The title 'Xinling' refers to Wei Wuji's fief in Xinling (present day Ningling County in Henan), which was awarded to him by his half brother King Anli on the death of their father in 277 BC.

House Guests[edit]

The concept of house guests (門客) refers to a social institution during the period when aristocrats would provide food and lodging to talented men and use them as retainers. Lord Xinling, famed for his readiness to provide for talented men, had three thousand retainers in his service at its peak.

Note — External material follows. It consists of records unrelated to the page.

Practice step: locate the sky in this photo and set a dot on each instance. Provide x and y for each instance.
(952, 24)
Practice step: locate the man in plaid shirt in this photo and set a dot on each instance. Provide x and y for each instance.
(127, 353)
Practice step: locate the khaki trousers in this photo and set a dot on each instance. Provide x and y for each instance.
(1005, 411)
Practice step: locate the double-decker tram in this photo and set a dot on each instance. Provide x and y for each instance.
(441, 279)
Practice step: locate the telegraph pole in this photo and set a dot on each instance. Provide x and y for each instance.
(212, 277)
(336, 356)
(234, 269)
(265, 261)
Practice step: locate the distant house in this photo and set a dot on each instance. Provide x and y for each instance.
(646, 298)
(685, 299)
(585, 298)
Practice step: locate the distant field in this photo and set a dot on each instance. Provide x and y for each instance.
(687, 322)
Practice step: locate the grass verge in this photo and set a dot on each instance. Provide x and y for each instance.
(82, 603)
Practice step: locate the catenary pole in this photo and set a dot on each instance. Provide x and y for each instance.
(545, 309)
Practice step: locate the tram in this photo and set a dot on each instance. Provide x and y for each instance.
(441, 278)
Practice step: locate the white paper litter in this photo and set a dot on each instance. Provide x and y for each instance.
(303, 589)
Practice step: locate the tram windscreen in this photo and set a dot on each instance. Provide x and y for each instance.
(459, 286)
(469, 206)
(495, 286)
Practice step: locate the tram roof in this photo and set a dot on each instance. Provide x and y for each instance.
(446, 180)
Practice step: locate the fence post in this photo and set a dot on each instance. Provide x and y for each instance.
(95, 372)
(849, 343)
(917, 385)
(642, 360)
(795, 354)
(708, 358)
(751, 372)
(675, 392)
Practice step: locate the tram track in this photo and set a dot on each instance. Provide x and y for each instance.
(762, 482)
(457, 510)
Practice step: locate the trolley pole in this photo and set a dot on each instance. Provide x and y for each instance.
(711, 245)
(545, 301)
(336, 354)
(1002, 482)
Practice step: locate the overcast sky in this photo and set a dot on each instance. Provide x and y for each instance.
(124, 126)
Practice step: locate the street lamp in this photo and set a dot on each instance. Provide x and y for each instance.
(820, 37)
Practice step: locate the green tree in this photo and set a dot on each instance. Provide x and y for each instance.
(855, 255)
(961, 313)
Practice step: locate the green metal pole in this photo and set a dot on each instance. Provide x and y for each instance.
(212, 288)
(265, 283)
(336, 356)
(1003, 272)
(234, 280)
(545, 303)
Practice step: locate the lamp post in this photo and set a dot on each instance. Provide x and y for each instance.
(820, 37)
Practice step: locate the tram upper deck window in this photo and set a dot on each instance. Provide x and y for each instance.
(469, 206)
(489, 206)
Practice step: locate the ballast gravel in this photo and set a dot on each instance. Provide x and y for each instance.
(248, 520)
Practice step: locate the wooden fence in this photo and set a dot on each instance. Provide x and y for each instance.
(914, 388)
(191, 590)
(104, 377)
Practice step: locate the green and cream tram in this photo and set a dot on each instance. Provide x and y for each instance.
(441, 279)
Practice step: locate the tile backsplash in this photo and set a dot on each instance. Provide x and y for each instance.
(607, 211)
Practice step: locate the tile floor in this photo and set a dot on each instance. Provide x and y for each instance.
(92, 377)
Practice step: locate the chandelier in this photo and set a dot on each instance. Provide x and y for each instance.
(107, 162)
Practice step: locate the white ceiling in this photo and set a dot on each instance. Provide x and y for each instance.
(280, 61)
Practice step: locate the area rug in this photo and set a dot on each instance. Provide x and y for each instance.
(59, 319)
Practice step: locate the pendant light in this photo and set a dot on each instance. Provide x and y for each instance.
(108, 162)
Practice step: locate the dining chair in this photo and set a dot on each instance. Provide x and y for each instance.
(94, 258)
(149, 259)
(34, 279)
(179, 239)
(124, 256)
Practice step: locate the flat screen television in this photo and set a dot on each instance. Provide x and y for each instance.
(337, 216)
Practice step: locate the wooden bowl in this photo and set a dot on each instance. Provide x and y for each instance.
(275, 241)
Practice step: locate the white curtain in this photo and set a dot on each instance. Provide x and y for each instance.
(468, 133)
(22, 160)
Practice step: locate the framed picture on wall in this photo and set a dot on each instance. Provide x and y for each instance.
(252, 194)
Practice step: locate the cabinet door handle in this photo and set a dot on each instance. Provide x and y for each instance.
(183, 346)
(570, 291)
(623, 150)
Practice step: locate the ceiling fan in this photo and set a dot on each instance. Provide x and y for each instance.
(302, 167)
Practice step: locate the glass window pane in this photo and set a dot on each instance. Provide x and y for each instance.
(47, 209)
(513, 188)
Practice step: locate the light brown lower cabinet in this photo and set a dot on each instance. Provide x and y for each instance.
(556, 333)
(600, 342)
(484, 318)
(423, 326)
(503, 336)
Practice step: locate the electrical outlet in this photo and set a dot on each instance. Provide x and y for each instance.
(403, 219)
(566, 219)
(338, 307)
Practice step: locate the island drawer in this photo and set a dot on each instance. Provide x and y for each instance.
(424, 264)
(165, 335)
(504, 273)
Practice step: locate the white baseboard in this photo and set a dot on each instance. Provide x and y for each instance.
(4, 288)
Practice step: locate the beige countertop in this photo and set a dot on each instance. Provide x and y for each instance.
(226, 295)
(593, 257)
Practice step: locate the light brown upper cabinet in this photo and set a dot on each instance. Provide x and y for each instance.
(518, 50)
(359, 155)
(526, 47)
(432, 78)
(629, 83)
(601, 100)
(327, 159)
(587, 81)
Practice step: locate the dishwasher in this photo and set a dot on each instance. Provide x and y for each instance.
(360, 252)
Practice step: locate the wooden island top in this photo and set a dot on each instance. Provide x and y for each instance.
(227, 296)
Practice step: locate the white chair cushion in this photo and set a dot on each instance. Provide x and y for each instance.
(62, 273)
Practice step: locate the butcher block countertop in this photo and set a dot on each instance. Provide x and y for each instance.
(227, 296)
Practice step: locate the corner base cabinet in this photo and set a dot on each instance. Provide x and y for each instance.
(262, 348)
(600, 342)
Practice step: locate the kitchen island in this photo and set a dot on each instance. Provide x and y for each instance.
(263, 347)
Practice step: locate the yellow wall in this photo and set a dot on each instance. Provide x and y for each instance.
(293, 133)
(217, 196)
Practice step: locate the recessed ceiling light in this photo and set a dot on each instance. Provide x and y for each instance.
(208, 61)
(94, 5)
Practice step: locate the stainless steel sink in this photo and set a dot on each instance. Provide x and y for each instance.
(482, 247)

The Battle of Handan[edit]

When Qin invaded Zhao and besieged its capital Handan, Lord Pingyuan, another of the Four Lords, requested help from Xinling, who was his brother-in-law. Xinling was unable to get help from his master, the King of Wei. However, the Queen of Wei saw him as a benefactor, as he had once arrested the man who murdered her father, so she helped him secure the seal. Using this impersonation, Xinling killed the general Jin Bi and installed his own general Zhu Hai over the Wei army. Together, they marched to Handan and successfully rescued it from the Qin forces. He was honored by the King of Zhao above his own brother-in-law and Lord Chunshen of Chu. However, his own half-brother was angry, so Xinling stayed in Zhao for many years rather than return to face the wrath of his own king in Wei.

Later achievements[edit]

When Qin invaded Wei itself, the king of Wei requested Xinling to rescue him. Xinling returned and repulsed a greater Qin force with the help of other allies such as Yen, Zhao, and Chu. The only state that he ignored was the powerful state of Qi. After this victory, Xinling was made Prime Minister of Wei, and wrote his own war treatise.

Final Demise[edit]

However, Qin later tricked Wei by spreading rumors that Xinling aimed to seize the throne of Wei for himself. They did it in a convincing manner employing a corrupt insider (senior noble) and tricking the Crown Prince of Wei, who was a prisoner in Qin. The King of Wei suspected Xinling but did not take action. Xinling, disappointed with his own brother, resigned. In his retirement, Xinling and his retainers drank too much and died. He was much mourned by the grateful citizens of Wei and his admirers in other states, though not by his own King.

Xinling became the epitome of military success that necessitates disobeying superiors and taking initiative at times.